Thursday, August 30, 2007

Microformats talk

Have I mentioned that the Dayton Web Standards Meetup is a great group? It's brimming over with good ideas for every sort of web writer. Very highly recommended!

This coming Thursday, I'll be speaking on Microformats! Microformats are a wonderful way to make your information available to automated tools, while mandating nothing about what else you do on your page. They're great fun, they're catching on, and I'm looking forward to it!

5:30, Sep. 6: Microformats talk at Dayton Web Standards Meetup
at Panera Bread on 1203 Brown Street.
See you there!

Okay, I admit, I wrote this post partially to practice writing a microformat. Install Operator into your Firefox. Now, with one click (each), you can grab a vCard for Panera, get a map there, or pop the event inot your calendar program. Oooooh!

Wednesday, August 29, 2007

Dayton-Oracle is for real

The Dayton-Oracle mailing list I set up a couple years ago is bearing fruit. The Dayton Oracle User Group is real! We live! We had an organizational pre-meeting last night with five great people who were willing to take up the burden of making this happen.

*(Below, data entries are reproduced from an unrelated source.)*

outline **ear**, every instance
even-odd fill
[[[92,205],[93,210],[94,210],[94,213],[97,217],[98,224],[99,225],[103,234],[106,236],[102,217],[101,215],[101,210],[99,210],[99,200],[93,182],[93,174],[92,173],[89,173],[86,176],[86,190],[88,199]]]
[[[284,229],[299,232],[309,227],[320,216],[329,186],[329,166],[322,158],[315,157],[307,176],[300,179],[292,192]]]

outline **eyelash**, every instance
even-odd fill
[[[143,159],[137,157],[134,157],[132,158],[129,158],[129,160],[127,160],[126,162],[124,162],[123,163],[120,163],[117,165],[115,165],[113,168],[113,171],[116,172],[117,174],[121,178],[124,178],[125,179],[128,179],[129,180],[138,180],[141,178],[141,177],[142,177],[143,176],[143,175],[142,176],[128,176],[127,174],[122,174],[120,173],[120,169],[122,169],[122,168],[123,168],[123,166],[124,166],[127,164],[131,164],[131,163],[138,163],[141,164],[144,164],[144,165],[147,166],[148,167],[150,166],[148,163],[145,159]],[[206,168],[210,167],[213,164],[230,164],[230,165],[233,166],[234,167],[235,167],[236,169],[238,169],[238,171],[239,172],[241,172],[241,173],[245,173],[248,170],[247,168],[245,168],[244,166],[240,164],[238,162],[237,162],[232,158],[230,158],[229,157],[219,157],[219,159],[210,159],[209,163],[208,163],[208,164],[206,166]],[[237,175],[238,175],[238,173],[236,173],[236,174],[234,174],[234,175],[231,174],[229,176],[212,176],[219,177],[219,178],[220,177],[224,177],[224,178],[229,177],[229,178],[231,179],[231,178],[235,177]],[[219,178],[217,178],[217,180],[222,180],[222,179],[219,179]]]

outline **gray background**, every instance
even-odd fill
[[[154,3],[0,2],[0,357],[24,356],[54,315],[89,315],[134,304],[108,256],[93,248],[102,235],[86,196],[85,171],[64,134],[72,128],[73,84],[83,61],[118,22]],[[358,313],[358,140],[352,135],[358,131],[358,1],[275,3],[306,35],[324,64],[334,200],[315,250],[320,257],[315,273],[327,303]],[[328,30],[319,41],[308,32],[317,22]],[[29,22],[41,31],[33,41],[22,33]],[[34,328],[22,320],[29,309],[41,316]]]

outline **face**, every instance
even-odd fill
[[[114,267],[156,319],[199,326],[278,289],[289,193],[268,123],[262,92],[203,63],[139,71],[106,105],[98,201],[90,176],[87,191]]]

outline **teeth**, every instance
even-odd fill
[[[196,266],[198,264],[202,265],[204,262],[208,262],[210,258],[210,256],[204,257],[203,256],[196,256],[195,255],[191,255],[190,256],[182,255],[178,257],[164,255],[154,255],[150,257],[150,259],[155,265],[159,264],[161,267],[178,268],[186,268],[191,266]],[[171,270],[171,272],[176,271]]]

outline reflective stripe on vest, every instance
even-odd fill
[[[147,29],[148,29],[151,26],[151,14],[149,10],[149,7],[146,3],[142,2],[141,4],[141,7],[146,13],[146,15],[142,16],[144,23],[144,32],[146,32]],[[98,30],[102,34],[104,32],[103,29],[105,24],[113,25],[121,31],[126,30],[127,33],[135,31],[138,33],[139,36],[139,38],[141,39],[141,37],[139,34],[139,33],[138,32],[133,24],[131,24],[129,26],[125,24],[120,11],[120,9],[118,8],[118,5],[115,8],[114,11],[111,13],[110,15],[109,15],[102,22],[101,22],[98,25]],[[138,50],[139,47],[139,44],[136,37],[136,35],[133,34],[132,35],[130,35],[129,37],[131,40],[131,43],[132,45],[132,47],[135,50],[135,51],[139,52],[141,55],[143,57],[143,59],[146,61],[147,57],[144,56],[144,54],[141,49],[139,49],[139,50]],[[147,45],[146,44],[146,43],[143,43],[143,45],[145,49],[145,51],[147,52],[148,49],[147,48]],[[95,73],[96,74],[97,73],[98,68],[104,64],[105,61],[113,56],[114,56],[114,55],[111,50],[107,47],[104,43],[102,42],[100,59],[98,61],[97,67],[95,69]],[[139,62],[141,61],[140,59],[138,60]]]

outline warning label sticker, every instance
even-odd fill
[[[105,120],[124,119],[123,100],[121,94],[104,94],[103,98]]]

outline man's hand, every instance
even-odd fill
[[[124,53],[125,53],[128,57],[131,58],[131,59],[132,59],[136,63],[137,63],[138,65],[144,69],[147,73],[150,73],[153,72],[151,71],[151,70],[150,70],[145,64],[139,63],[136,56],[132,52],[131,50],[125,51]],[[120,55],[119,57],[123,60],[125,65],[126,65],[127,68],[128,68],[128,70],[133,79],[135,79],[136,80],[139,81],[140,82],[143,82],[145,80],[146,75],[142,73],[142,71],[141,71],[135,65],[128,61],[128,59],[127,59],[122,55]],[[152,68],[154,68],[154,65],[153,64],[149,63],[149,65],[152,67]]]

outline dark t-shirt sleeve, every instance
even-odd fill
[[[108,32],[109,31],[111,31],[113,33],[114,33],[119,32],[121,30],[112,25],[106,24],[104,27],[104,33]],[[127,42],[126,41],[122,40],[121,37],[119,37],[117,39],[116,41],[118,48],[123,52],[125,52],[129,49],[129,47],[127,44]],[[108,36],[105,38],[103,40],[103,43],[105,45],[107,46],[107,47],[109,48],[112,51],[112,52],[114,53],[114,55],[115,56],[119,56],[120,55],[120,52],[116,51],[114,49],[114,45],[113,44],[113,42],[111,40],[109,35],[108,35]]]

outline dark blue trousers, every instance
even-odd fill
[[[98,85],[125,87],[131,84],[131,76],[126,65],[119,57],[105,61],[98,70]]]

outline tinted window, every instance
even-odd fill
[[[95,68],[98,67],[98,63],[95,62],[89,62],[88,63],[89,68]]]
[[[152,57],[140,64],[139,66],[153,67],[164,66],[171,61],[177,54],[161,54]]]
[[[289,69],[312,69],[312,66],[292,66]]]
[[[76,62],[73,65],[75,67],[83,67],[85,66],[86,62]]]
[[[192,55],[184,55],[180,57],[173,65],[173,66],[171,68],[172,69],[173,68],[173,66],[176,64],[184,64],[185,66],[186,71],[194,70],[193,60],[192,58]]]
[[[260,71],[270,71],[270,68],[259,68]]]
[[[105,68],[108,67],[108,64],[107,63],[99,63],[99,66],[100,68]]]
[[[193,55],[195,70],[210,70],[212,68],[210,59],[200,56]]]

We had a lot of rich discussion about the way we want to approach running the group. In many ways, we're going to break from the traditional format and content of Oracle User Groups and adopt some practices better-known from the open-source world: more interactive, user-driven content; zero-cost bring-your-own-food arrangements instead of catered lunches with meeting fees and sponsored content; evening rather than daylong meetings; etc. I think these are good practices on their own merits. Also, there are already good traditional user groups in Columbus, Cincinnati, and Indianapolis, so if we want a successful niche between them, it makes sense for us to differentiate; we're not likely to be a better OOUG than OOUG, after all. I hope Dayton people who do already attend OOUG or GCOUG will continue to do so, and will enrich themselves yet further with our meetings.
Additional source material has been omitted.